Month: October 2008

  • I have lately become obsessed with the operas of Benjamin Britten.  It's weird how I migrate from composer to composer and find something new that interests me.  I never lose love or respect for the music I'm already familar with, but gaining a new body of works to appreciate adds something to my life.  It makes it better in a unique way that would've been impossible otherwise.  Imagine if I'd gone my whole life without become acquainted with them?  It's a reason to continuously seek out as much new music as possible.

    How I "discovered" Britten is a bit tangled.  Of course I'd heard of him and knew a few of his works.  (His Violin Concerto is excellent.)  But what caught my attention was the mutual respect between him and Shostakovich, who remains my favorite composer.  They struck up a friendship in the later years of both their lives, and one that was a bit odd given that it was the height of the Cold War and travel between the USSR and England was not always easy.  Anyway, on one visit, Britten gave Shostakovich an uncompleted score of "Death in Venice" to look over, and Shostakovich loved it.  That was enough for me to try to get a hold of a recording. 

    As it turns out, Britten made a shitload of recordings of him conducting his own pieces -- although not actually "Death in Venice" since he was very ill when it was finally produced.  I have found four box sets, two of his operas and two of his orchestral and church works; here's an example.  They're relatively cheap for the amount of material you get, so I got all four, and I've been blown away.

    I'm not naturally an opera fan, but having the opera in English helps SO much.  You still can't understand a lot of what they are saying, but it draws you into the story more and you can pick up more and more words as time goes on.  His operas are packed with creative instrumental writing not to mention excellent vocal settings of the text.  For example, A Midsummernight's Dream contains nothing but Shakespeare's original text (with the exception of one line, added to fill in background for a lot of the original Act I of the play, which was cut), but the musical settings are so inventive.  Oberon is played by a countertenor, which is this creepy male voice in the alto/lower soprano range, and has a couple haunting themes accompanied by the celesta.  Puck's role is entirely spoken, but in rhythmic cadences and always with trumpet/tom-tom interspersed throughout.  The lovers and the woodsmen each have a distinctive style of music that goes with their scenes and fits perfectly.

    I could go on.  I will say that "Billy Budd" and "Owen Wingrave" are my least favorite operas of the set -- atlhough somtimes I warm up to things after a while, so I may yet change my mind.  But "Turn of the Screw" is haunting, with a twelve-tone theme that keeps come back in variation after variation; "Glorianna," although a critical failure, is a fabulous story depicting the relationship between Queen Elizabeth I and the Earl of Essex and is one of my favorites.  And of course "Peter Grimes," which is, luckily, playing in San Diego this year.

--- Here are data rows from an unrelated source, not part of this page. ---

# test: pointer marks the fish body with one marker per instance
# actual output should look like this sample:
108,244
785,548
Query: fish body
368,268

    Not only was Britten friends with Shostakvoich, but also Rostroprovich, which prompted him to write a set of three excellent Solo Suites for Cello, as well as a Sonata for Cello.  (There is also a "Cello Symphony," although I am not particularly fond of it.)  I was interested to learn recently that Rostroprovich was married to Galina Vishnevskaya, who was the intended soprano for the first performance of Britten's "War Requiem," and who has an unbelievaeably powerful voice.  (She didn't end up making the premiere because the USSR wouldn't let her out of the country for the performance, but she recorded it later in a performace included on the box sets mentioned earlier.)  I was also surprised to learn that she is the singer who plays the title role of the recording of Shostavkovich's "Lady Macbeth of the Mtsensk District" that I have.  Small world.

    The box sets also contain some recordings of Britten rehearsing the orchestra perform the taping of the "War Requiem."  He didn't know the tape player was still running, so it captures him as he naturally would be, and it's charming to hear him interact with the orchestra and chorus.  He's a conductor you'd want to play for.

    The experience definitely has me on the lookout for other 20th century composers of operas in English.  John Adams's Nixon in China is pretty damn good too.